Redupnya Generasi Langit
Catatan : Mary Toekan Vermeer (Pengagum Sejarah Islam, Menetap di Belanda)
JAM dinding menunjukkan pukul setengah sembilan pagi. Berlari kecil ku turuni anak tangga, menekan tombol pemanas ruangan. Suhu udara di luar semakin dingin dari biasanya.
Minus sebelas, begitu yang terbaca di layar kecil pengukur suhu udara, tak jauh berbeda dari prakiraan cuaca semalam. Ku dekati jendela kaca, menyibakkan gorden putih yang menggelantung di situ. Wohooo…!Seperti digempur pasukan putih.
Salju merata menutupi seluruh pelataran, membentuk bukit bukit kecil. Permukaan air di kolam mengeras, semoga penghuninya mampu bertahan di bawahnya.
Musim dingin kali ini meninggalkan salju kira – kira setinggi 20 cm.
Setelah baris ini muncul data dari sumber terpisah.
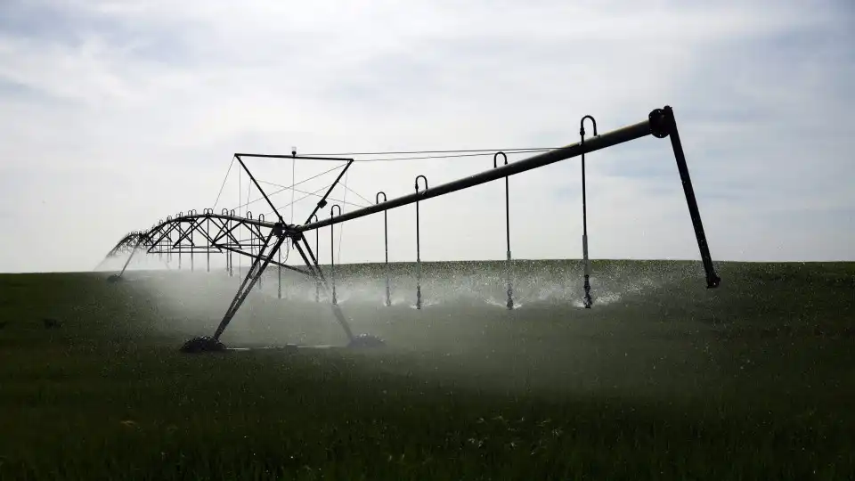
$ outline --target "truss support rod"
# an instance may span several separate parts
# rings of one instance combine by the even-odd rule
[[[311,158],[308,158],[311,159]],[[321,200],[318,200],[318,204],[314,206],[314,210],[312,211],[312,214],[309,214],[309,216],[305,218],[305,222],[312,220],[312,216],[317,214],[318,210],[323,208],[327,205],[327,197],[332,192],[332,190],[336,188],[336,185],[338,184],[338,181],[341,180],[341,177],[345,175],[345,173],[347,172],[347,169],[350,168],[351,164],[354,163],[354,159],[350,159],[347,160],[347,165],[345,166],[345,168],[341,169],[341,172],[338,173],[338,176],[336,177],[336,180],[332,183],[332,185],[327,189],[327,193],[323,194],[323,197],[321,198]],[[341,209],[341,208],[338,208]]]
[[[247,171],[247,175],[249,175],[249,178],[252,180],[252,183],[256,184],[256,188],[258,189],[258,192],[261,192],[261,195],[265,196],[265,200],[267,200],[267,203],[270,205],[270,208],[273,209],[273,212],[276,213],[276,217],[279,219],[279,222],[285,224],[285,221],[282,219],[282,216],[279,213],[279,210],[276,208],[276,206],[270,201],[270,198],[267,197],[267,193],[265,192],[265,190],[261,188],[261,185],[258,185],[258,182],[256,180],[255,175],[252,175],[252,172],[249,172],[249,169],[247,168],[247,165],[243,163],[243,159],[240,159],[240,154],[234,154],[235,159],[238,159],[238,162],[240,162],[240,167]]]
[[[712,265],[712,257],[710,255],[710,247],[706,241],[706,234],[704,233],[704,224],[701,222],[701,212],[697,208],[697,200],[695,199],[695,190],[692,188],[692,179],[688,176],[688,167],[686,165],[686,156],[683,153],[683,146],[680,142],[680,134],[677,132],[677,121],[674,119],[674,111],[665,106],[664,123],[665,128],[671,136],[671,145],[674,150],[674,158],[677,160],[677,170],[680,171],[680,180],[683,184],[683,192],[686,194],[686,203],[688,206],[688,213],[692,218],[692,226],[695,227],[695,237],[697,240],[697,248],[701,251],[701,260],[704,261],[704,270],[706,272],[706,287],[713,289],[719,287],[721,283],[721,278],[715,273],[715,267]],[[656,135],[659,136],[658,135]]]
[[[273,231],[270,232],[270,233],[267,235],[267,239],[265,240],[265,245],[261,248],[261,253],[259,254],[263,254],[265,250],[267,249],[267,246],[270,244],[270,240],[272,237],[273,237]],[[279,247],[282,245],[282,242],[285,240],[285,237],[280,237],[277,239],[276,243],[273,244],[273,248],[269,253],[266,255],[259,255],[256,257],[255,261],[253,261],[252,265],[247,272],[247,277],[245,277],[243,282],[240,283],[240,288],[238,289],[238,293],[235,294],[234,298],[232,299],[232,304],[229,306],[228,310],[225,312],[225,315],[223,316],[223,321],[220,322],[220,325],[217,326],[216,331],[214,333],[215,340],[219,340],[223,331],[225,330],[225,328],[229,325],[229,322],[232,322],[232,318],[234,317],[234,314],[238,312],[240,305],[243,304],[243,301],[247,298],[247,296],[249,295],[252,288],[256,285],[256,282],[261,277],[262,273],[264,273],[265,268],[267,267],[268,264],[270,264],[271,259],[273,258],[273,255],[279,250]]]

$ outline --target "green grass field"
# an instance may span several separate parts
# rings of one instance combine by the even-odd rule
[[[370,352],[184,355],[238,278],[0,275],[0,479],[851,479],[855,265],[343,266]],[[346,342],[275,273],[223,340]],[[43,319],[61,322],[46,329]]]

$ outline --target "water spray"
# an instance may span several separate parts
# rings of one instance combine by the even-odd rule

Negeri mungil ini sedang mengalami fenomena alam yang menyapanya dalam rentang waktu lama, kemungkinan setiap 10 tahun sekali.
Dan ini pertama kalinya aku melihat si putri salju mampu bertahan beberapa hari. Hangat matahari tak mampu sirnakan kecantikan sang putri.
Aahh..kenapa tak ku nikmati saja moment ini dari pada mengeluh kedinginan ? Kadang butuh sedikit kegilaan untuk mengisi rasa monoton sepanjang pandemi ini.
Lalu kubuatkan teh hangat. Bersama beberapa potong kecil kue dan buah seadanya, cukup untuk sarapan pagiku di tengah hujan salju di teras belakang.
Pak suami ? Biar saja, dia masih senang meringkuk dalam hangatnya selimut tebal. Aku tak ingin mengganggunya.
Jika hujan salju mereda, kami berencana menapaki hutan, menikmati aroma pepohonan yang membeku.